When the Whistle Blows


Fran Cannon Slayton
Philomel, 2009. 159 pgs. Juvenile fiction.
The whole of this book is greater than the sum of its parts. Narrated by Jimmy Cannon, a young boy growing up in an Appalachian railroad town, the story takes place on successive Halloweens (his father's birthday) beginning in 1943 and ending with his father's death in 1949. Jimmy loves steam trains and wants to be a railroad man like his father and his older brothers, but his passion is thwarted by the advent of diesel engines and his father's steadily pushing him in a different direction. But most of the book is about what it was like to grow up in Rowlesburg, West Virginia in the 40s--from Jimmy and his friend hucking rotten cabbages on Halloween night at . . . the wrong car to their winning effort in a football game against the hated Kingwood Stags. Sorrow doesn't pass the small town by, either, when a boiler blows on the 7049 out of Tunnelton and fathers, sons, and brothers die.
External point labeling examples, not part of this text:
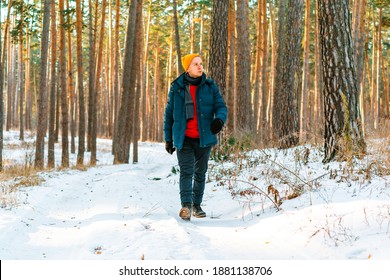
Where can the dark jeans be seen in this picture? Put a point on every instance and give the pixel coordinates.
(193, 163)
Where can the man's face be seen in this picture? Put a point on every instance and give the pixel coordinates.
(196, 67)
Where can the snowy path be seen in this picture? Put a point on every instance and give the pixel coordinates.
(127, 212)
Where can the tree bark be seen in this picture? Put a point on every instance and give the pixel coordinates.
(177, 39)
(53, 82)
(122, 139)
(243, 69)
(285, 110)
(218, 44)
(63, 91)
(80, 82)
(42, 97)
(343, 133)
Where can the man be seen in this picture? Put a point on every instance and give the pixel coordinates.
(194, 114)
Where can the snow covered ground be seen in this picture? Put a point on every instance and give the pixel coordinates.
(130, 211)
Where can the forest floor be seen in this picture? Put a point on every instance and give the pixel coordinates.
(263, 204)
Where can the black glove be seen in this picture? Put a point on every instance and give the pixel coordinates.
(216, 126)
(169, 147)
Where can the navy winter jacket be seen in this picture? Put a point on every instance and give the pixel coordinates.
(209, 105)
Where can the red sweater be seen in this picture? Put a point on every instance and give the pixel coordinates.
(192, 130)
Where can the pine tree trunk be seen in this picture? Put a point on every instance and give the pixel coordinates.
(53, 82)
(122, 139)
(21, 80)
(304, 108)
(218, 44)
(138, 46)
(63, 91)
(343, 133)
(72, 96)
(42, 94)
(231, 123)
(1, 104)
(80, 82)
(243, 69)
(264, 123)
(318, 84)
(285, 110)
(177, 39)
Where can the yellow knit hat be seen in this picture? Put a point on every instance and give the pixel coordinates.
(186, 60)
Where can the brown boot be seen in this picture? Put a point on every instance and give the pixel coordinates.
(185, 212)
Though Jimmy passes through many maturing experiences, his voice and preoccupations don't seem to change much until the end of the story and Ms. Slayton gets a bit simile-happy here and there. Still, When the Whistle Blows is a gentle, life-affirming, father and son story that stays in the heart, as do the many characters young and old, large and small, who live on in this story of the West Virginia hill country.